Don’t fall into the trap of believing that all Asian Americans are successful and therefore can’t be victims of racism.
As sociologist Nancy Wang Yuen pointed out on Twitter recently, there’s a “false belief that if members of a group earns a level of economic status, then racism must not exist. Asian Americans have the biggest economic disparity of any racial group, and the bamboo ceiling is very real.”
Asian invisibility and violence against Asians is nothing new. (See the murder of Vincent Chin and the Chinese massacre of 1871, for starters.)
The violence we see today is part of a historic pattern of xenophobia, white supremacy, racism and ageism in the United States, said Connie Wun, the co-founder and executive director of AAPI Women Lead.

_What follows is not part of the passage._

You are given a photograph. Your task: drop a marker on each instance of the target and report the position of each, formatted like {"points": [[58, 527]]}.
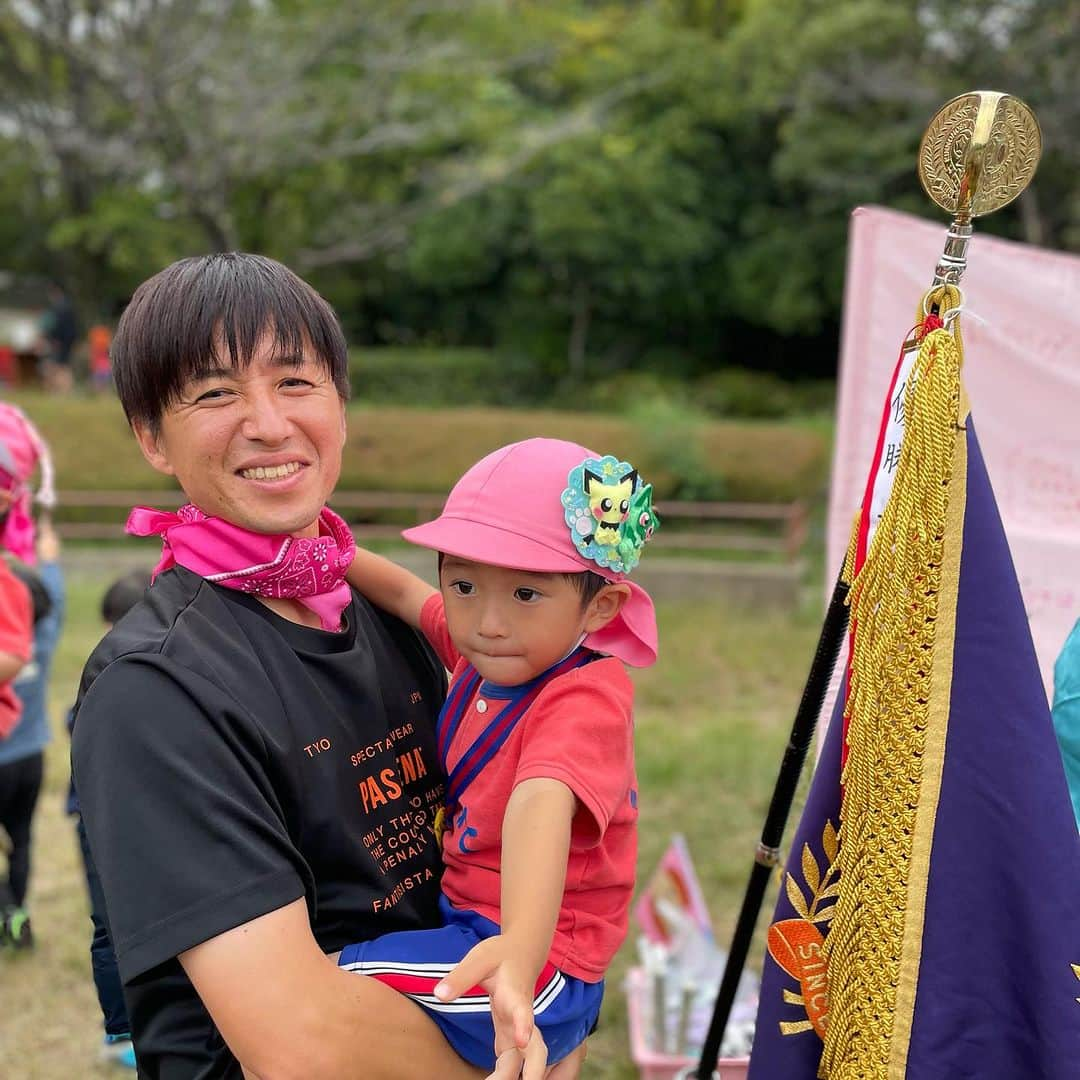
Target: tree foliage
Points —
{"points": [[592, 185]]}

“There are racist tropes, which characterize our communities as rich in resources, when many of us are living in poverty, especially our elders living in our ethnic enclaves including Chinatown,” she said. “This uptick is a part of the invisibilization and neglect of the racialized experiences that have long impacted Asian communities. When our stories are rendered invisible, our most vulnerable become even more vulnerable.”
Speak up against injustice and harassment when you see it.
Earlier on in the pandemic, a viral video showed people on a train in the U.K. defending an Asian woman who was being racially harassed for wearing a mask to protect herself as a cancer survivor.
“If she wants to wear the mask, then she can wear the mask, it doesn’t bother nobody else,” a bystander said before calmly objecting to the harasser’s use of racial slurs.
It was a great reminder that there are safe and simple ways you can intervene in hate incidents. With the rise of online videos that have captured harassment and intimidation, some have even decided to sign up for active bystander training with groups like Defend Yourself. The group was created to empower people — especially women and LGBTQ+ people — to stand up against harassment and assault in public places.
Check in to see how your Asian friends are doing.
As Therese Mascardo, a psychologist who works in the Asian American community, told HuffPost in April when these attacks first began, allyship can also mean just checking in on your Asian American friend to see how they’re doing given the circumstances.
“Don’t be afraid to be direct. You can say something like: ‘With all the racism against Asians lately, I was wondering if anyone has treated you differently?’ Just listen and support them,” she said. “And please, don’t minimize their experience.”